5 offers you can use to grow paid subscriptions
Simple ways you can increase your paid growth with paid newsletter marketing strategies.
If you want to grow paid subscriptions, you can’t just cross your fingers and hope that your readers wake up feeling generous.
Over the last year, I’ve played around with various offers, and worked with other writers while they’ve used their own. These approaches do work to increase paid subscriptions, but they can also lower what you receive from each subscriber and dilute the effectiveness of an offer if you use them too often.
Do I need offers to attract paid subs?
Good writing can absolutely sell itself. If people liked the free stuff, they’ll cough up for the paid version, right? Well, sometimes yes. And sometimes no.
The truth is, sometimes people need a prompt or a reason to upgrade - something that reminds them what you’re doing. That’s not an insult to your work, it’s just how people buy things on the internet.
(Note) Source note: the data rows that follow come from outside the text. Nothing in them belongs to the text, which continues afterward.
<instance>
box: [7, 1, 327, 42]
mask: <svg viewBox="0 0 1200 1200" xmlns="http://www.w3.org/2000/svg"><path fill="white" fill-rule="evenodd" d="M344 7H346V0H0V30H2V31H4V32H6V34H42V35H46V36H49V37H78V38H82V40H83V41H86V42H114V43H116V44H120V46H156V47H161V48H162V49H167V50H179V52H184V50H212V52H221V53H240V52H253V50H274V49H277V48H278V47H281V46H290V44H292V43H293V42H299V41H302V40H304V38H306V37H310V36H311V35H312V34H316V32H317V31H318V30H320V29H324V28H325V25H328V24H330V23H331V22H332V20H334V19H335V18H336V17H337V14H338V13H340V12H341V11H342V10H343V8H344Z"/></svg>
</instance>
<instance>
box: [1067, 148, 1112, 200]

In practice, readers need reasons. They need nudges. They need to feel like now is the best possible time to upgrade. Offers don’t have to cheapen your work, they can just provide an easier route for readers to access your writing.
If you want more paid subs, you don’t have to wait for them to have a change of heart. Give them a reason to upgrade!
Some work better than others, but these five form a great starting spot.
Free trials
Everyone likes to try stuff out for free. I offer free trials because people are (rightly) cautious with money, and want to be sure that a subscription is right for them. A one or two week window lets them poke around, see if the content is any good, and decide if my content is worth the cost of a fancy coffee each month.
A trial is a little like a test drive of your work. If your content does what it says on the tin, a good chunk of these trial readers will stick around. I find people often need to see the value, not just read about why they should upgrade. After the trial, it’s their call. No guilt, no hard sell.
Just be prepared that a number of people will cancel before paying anything.